Note that both models could be simplified to a
two factor ANOVA model by simply using means
for each dish as replicates within each treatment
and sibship combination. We would end up with
the same SS and F tests as in the factorial part of
the complete analyses. Note also that individuals
within each dish (and replicate measurements on
each individual) simply contribute to the dish
means but make no real contribution to the df for
tests of main effects or their interaction.

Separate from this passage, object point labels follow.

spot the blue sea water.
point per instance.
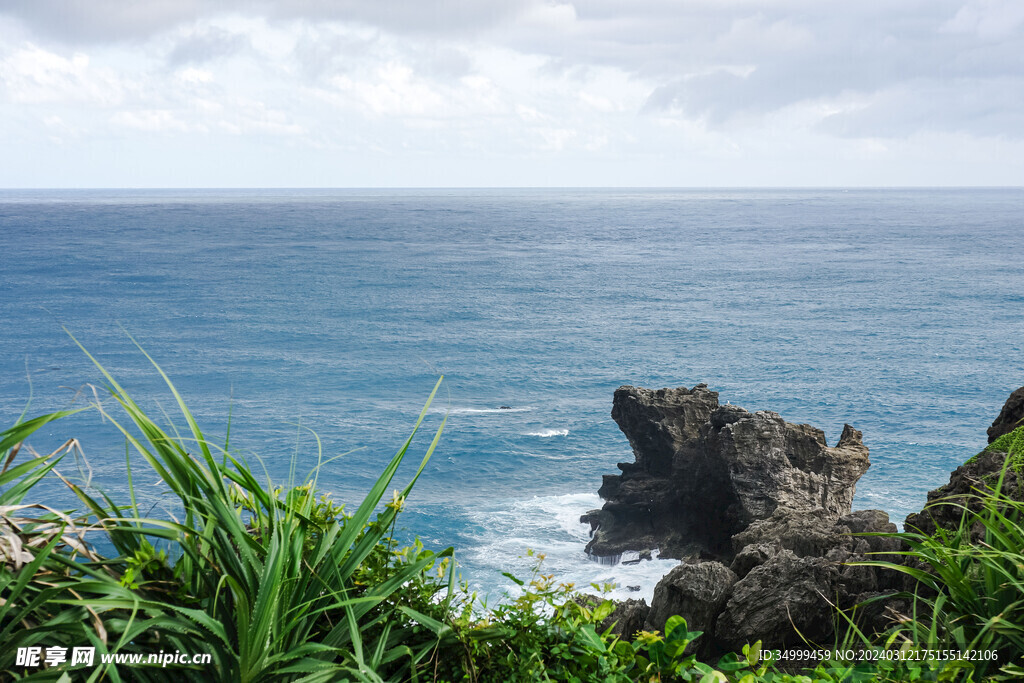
(900, 311)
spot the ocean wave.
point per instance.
(550, 525)
(544, 433)
(484, 411)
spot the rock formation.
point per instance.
(759, 511)
(705, 472)
(757, 508)
(1010, 417)
(945, 504)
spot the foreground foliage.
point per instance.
(282, 584)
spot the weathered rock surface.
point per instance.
(758, 509)
(1010, 417)
(784, 593)
(696, 592)
(628, 617)
(704, 472)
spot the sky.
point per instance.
(428, 93)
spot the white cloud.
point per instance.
(32, 75)
(724, 87)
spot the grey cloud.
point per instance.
(102, 20)
(992, 108)
(203, 46)
(723, 60)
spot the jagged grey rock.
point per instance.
(1010, 418)
(758, 509)
(695, 592)
(704, 472)
(775, 599)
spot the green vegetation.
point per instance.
(1011, 443)
(281, 584)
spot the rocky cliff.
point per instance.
(704, 472)
(759, 511)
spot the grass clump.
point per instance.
(282, 584)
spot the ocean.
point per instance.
(899, 311)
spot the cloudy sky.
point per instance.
(178, 93)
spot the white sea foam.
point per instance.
(550, 525)
(544, 433)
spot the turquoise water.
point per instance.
(898, 311)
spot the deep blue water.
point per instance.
(898, 311)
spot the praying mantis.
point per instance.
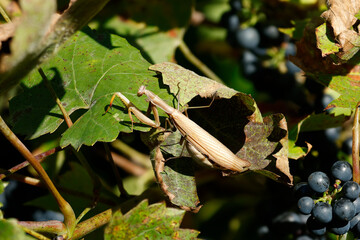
(201, 145)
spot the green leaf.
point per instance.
(156, 45)
(148, 222)
(348, 88)
(10, 230)
(35, 41)
(78, 193)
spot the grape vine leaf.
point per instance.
(87, 70)
(79, 193)
(10, 230)
(229, 117)
(39, 35)
(315, 57)
(146, 221)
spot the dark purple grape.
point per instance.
(319, 181)
(356, 203)
(344, 209)
(342, 170)
(270, 32)
(305, 205)
(235, 5)
(351, 190)
(304, 237)
(230, 20)
(315, 226)
(248, 38)
(322, 212)
(339, 227)
(354, 220)
(292, 68)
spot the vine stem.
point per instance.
(355, 145)
(65, 207)
(198, 63)
(4, 15)
(57, 100)
(40, 157)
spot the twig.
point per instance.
(355, 145)
(120, 184)
(5, 16)
(57, 100)
(132, 154)
(64, 206)
(37, 183)
(200, 65)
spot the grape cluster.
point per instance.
(334, 208)
(256, 44)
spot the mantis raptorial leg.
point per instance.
(133, 109)
(201, 145)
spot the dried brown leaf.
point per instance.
(341, 16)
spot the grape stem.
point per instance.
(355, 146)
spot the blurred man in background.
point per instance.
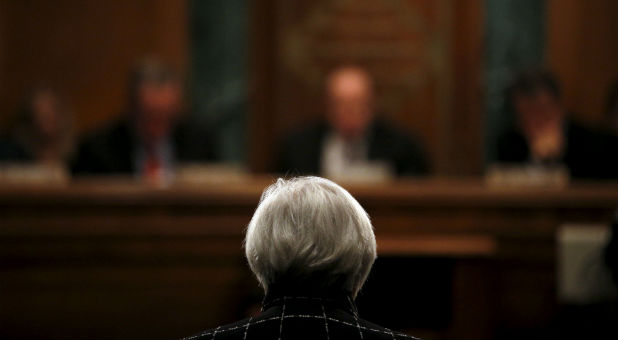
(545, 135)
(151, 139)
(43, 131)
(351, 137)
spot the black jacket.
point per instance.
(301, 153)
(295, 317)
(111, 151)
(588, 154)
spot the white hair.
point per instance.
(309, 229)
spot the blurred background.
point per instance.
(136, 137)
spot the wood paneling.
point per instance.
(85, 49)
(582, 48)
(425, 56)
(105, 261)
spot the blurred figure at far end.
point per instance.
(152, 138)
(43, 133)
(351, 137)
(545, 134)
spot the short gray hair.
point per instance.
(309, 229)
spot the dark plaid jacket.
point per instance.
(302, 317)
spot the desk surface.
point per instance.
(466, 192)
(112, 258)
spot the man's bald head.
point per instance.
(350, 101)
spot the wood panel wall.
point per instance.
(582, 48)
(85, 49)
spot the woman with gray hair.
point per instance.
(311, 246)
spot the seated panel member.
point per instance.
(42, 133)
(351, 136)
(311, 246)
(546, 136)
(151, 139)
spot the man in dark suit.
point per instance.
(351, 136)
(311, 246)
(151, 140)
(545, 135)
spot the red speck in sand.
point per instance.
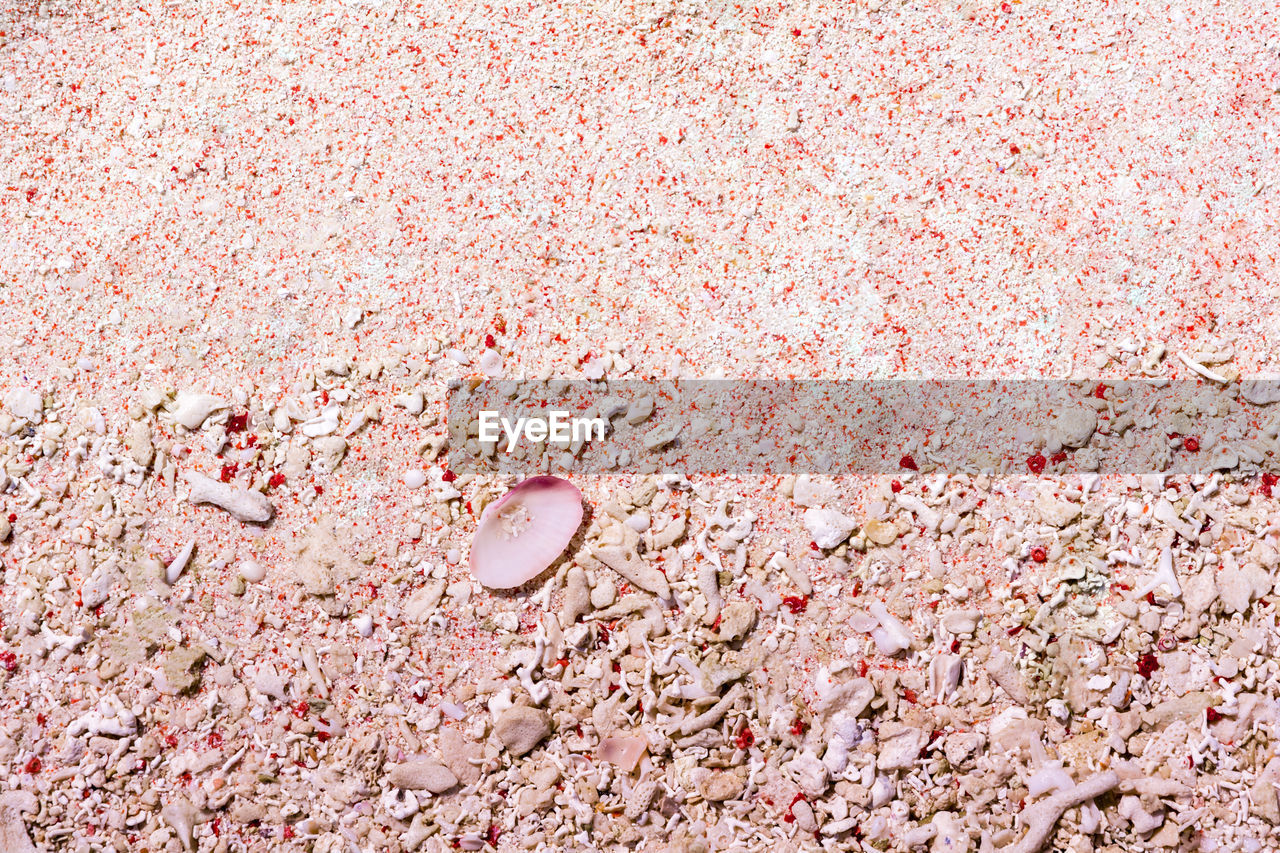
(796, 603)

Power for
the tests of sibship and the treatment by sibship
interaction could only be improved by increasing
the number of dishes and for the test of treatment
by increasing the number of sibships.

Some designs require models with more
complex mixtures of nested and crossed factors.
For example, factor B might be nested within factor

A but crossed with factor C. These partly nested
linear models will be examined in Chapter 12.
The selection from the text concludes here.